The sense of shock with which Irish people greeted the publication of the Ferns Report this week was palpable. The report's catalogue of horror revealed that priests abused more children in the diocese of Ferns than in any other diocese in the world.

But the media sensation that greeted the report could not hide the fact that we have been aware for a long time of a sickness in our society. For decades, Irish children have been neglected and abused by not only the Church, but the state as well.

The individuals responsible for the evil inflicted on children in Wexford, and those who supported them and failed to report them, came from the Catholic Church. However the state, in the form of the Garda Siochána and the Health Boards, is also culpable in that it should have responded to the pleas for help from families who suffered, and punished those responsible.

Senior authority figures ignored for years what was going on in front of them.
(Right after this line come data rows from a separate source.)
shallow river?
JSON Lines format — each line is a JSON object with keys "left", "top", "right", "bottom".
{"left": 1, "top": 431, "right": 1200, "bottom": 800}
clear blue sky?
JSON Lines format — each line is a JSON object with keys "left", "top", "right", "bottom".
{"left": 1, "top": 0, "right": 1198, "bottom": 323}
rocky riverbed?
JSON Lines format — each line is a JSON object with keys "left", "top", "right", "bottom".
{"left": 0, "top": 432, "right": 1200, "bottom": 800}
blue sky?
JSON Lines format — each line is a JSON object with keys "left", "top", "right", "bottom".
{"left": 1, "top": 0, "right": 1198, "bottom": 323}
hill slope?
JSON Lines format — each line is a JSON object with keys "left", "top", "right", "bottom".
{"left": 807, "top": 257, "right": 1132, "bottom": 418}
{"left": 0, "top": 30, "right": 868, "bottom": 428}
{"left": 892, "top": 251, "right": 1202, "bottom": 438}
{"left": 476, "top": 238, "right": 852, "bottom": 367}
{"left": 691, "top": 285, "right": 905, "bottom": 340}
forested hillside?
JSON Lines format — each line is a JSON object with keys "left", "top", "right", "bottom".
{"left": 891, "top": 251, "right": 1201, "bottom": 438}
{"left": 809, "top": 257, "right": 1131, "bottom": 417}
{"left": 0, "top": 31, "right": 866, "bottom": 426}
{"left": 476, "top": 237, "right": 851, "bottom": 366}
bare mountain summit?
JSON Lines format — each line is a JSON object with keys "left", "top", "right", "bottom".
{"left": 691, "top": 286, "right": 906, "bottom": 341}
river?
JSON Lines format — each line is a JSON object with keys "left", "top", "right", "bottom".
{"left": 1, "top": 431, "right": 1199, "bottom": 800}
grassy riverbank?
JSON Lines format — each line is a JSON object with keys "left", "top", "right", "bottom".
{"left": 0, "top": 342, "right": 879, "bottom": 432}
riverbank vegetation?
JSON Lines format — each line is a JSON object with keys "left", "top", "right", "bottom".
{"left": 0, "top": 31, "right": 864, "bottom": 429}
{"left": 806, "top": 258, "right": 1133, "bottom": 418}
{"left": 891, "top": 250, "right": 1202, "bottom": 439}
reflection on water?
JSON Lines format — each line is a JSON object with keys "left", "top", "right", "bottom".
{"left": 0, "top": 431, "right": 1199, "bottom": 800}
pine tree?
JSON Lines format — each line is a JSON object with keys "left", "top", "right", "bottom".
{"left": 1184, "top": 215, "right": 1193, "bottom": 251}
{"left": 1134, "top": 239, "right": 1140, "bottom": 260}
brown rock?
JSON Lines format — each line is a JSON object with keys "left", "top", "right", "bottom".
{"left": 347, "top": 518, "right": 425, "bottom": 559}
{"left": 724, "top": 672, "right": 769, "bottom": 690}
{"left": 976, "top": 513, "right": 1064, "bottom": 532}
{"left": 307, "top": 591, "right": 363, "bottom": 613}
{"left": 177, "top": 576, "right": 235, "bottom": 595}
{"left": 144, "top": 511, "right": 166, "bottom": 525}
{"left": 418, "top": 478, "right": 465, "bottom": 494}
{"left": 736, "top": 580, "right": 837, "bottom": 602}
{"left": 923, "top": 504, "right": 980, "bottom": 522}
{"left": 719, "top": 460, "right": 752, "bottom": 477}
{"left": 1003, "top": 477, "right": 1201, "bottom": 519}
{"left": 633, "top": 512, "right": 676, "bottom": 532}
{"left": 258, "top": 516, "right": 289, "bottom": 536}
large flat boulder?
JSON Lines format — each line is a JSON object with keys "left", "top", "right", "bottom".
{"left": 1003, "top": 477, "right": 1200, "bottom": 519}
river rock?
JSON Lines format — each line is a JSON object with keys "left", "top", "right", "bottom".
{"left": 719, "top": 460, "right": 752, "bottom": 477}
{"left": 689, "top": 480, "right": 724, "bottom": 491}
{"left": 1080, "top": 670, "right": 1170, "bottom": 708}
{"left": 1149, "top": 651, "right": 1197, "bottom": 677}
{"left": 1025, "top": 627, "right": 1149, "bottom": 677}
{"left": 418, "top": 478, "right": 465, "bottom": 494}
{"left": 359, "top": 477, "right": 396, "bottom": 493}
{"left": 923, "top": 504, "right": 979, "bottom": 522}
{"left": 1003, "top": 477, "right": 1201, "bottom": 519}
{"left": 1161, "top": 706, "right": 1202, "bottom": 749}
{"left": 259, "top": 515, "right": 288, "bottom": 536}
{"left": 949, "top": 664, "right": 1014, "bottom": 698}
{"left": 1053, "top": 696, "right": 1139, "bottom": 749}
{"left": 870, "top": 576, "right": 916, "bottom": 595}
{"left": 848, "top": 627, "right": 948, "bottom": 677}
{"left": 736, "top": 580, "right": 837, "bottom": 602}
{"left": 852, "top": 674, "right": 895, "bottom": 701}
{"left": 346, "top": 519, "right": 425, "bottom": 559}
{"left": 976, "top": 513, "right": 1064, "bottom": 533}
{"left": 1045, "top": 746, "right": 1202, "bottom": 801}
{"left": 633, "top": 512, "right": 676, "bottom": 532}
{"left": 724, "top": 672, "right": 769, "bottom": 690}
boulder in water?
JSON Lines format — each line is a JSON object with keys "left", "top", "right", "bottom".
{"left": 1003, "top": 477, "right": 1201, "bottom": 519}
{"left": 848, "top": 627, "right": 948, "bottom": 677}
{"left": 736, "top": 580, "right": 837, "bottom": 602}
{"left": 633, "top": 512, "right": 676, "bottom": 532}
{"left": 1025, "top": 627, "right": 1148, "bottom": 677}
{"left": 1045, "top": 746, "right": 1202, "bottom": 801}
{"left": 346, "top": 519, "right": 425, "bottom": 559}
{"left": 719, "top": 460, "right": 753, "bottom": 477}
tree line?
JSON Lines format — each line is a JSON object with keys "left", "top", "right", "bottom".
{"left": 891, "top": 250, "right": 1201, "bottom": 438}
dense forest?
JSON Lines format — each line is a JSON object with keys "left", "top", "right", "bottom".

No amount of apologies or admissions of complicity now can remove the hurt and damage inflicted on innocent children in Wexford.

It is long past time to enshrine the rights of children as individuals in the constitution. The government has yet to establish a register of persons unsafe to work with children.

Sinn Féin has submitted a proposal for a new article to the All-Party Oireachtas Committee on the Constitution, which would see the state guarantee to cherish all the children of the nation equally. In addition to their individual rights, this article would entitle children to special care and assistance essential to childhood. The state would be responsible for ensuring that every child grows up in an atmosphere of happiness and understanding, and that protection in the form of all appropriate legislative and administrative measures would be available to them. Sinn Féin has further proposed the right of all children to be heard and consulted in all matters affecting them.

One in Four, the group representing men and women who were abused as children, has also called for mandatory reporting of suspicions of child abuse and for all staff working with children to be screened.

Irish society owes it to our children to protect them from the sort of horrors detailed in the Ferns Report. The government must take immediate action to make sure we can protect them.